Self Care, Mental Health, and the Boston Marathon
This month, we provide some recommendations for taking care of your mental health as the onset of spring and the 2023 Boston Marathon approaches.
This April, Boston and Massachusetts residents will once again anticipate and celebrate the Boston Marathon, the world’s oldest yearly marathon event. The combination of athleticism, local pride, outdoor revelry, and community and charity contribution through sponsoring the runners makes for an excellent way to enter the spring season. For some, however, the events of the Boston Marathon Bombing ten years ago may still be felt today. They may still be troubled by memories of the violence, whether witnessed directly or through media exposure. The week-long manhunt and news coverage, culminating in the lockdown that Friday leading to the capture of the surviving attacker, also left many feeling unsafe.

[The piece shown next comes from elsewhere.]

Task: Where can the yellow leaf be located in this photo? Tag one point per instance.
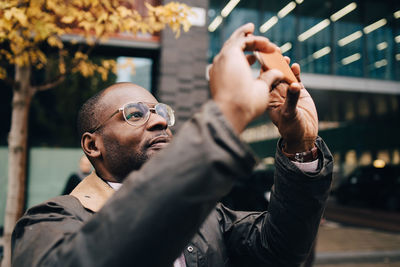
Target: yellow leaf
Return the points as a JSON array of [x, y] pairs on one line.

Survivors have received public support but also reported struggling with accessing mental health care, recent legislation passed to expand immediate access to mental health support for domestic terrorism and disaster survivors. For those who bore witness to the violence but did not experience it directly, it can be challenging to know what to do with those memories and feelings, or to even recognize them as related. It is worth noting as well that the onset of spring weather alone, outside of the oncoming anniversary, is shown to be linked to increased rates of depression and anxiety.
If you have found yourself feeling down, whether in relation to the marathon or not, we encourage you to start by checking in on yourself day to day for at least a few minutes, starting with physical sensations. Are you noticing regular tension in your chest? Having difficulty focusing at work or at home day to day? Have you been experiencing interrupted or restless sleep? Are you experiencing unwanted vivid memories, whether of the events or other negative memories? If you are experiencing any combination of these feelings, it may be beneficial to consider some targeted self-care. We recommend the following:
- Monitor your diet and water intake. People often seek comfort in carbohydrate and sugar heavy foods when stressed, which can fuel more fatigue and anxiety. Exercise is always beneficial as well. Regular physical activity, from running and weightlifting to a straightforward 30 minute walk, will raise your energy level and your capacity for coping with stress. City of Boston Employees should be sure to check out the Boston Wellness Portal and Burnalong pages for recipes, free classes, and more.
- Share your feelings and connect with a loved one. Having a safe person to sit with and vent with together can be very cathartic.
- Practice a meditative breathing exercise. We recommend 5-10 minutes of this method, which can calm racing thoughts and lower your heart rate. Other anxiety reduction and grounding exercises at home can include wrapping yourself in a blanket for a length of 5-10 minutes, grounding your feet into a soft rug or bathmat. More can be found online.
- Check in with your primary care provider. Sometimes these feelings can have medical causes as well, and it is always beneficial to get a check up. Your PCP can also assist in referring you to other providers if needed.
- Schedule some time off. For some, work can be a helpful distraction or area to focus, for others a period of rest can be a helpful way to focus on a healing activity.
- This year, the City of Boston is working to support and celebrate its residents’ resiliency with One Boston Day, a collection of community events and scheduled acts of kindness, as well as recorded stories of strength and recovery. We encourage you to look into these events, as well as other volunteer opportunities, as both a self-care activity and a means of contributing to and celebrating your home.
If the feelings are persistent, it may be beneficial to consider a conversation with a mental health practitioner. The City of Boston Employee Assistance Program (EAP) has counselors that can help evaluate you and help you process the feelings you are experiencing. If needed, we can assist in referrals to long-term therapy and other support services as well. If you are not sure you wish to speak to a counselor directly, be sure to check out the EAP Resource List for other options.
From all of us at the EAP, have a safe and healthy April.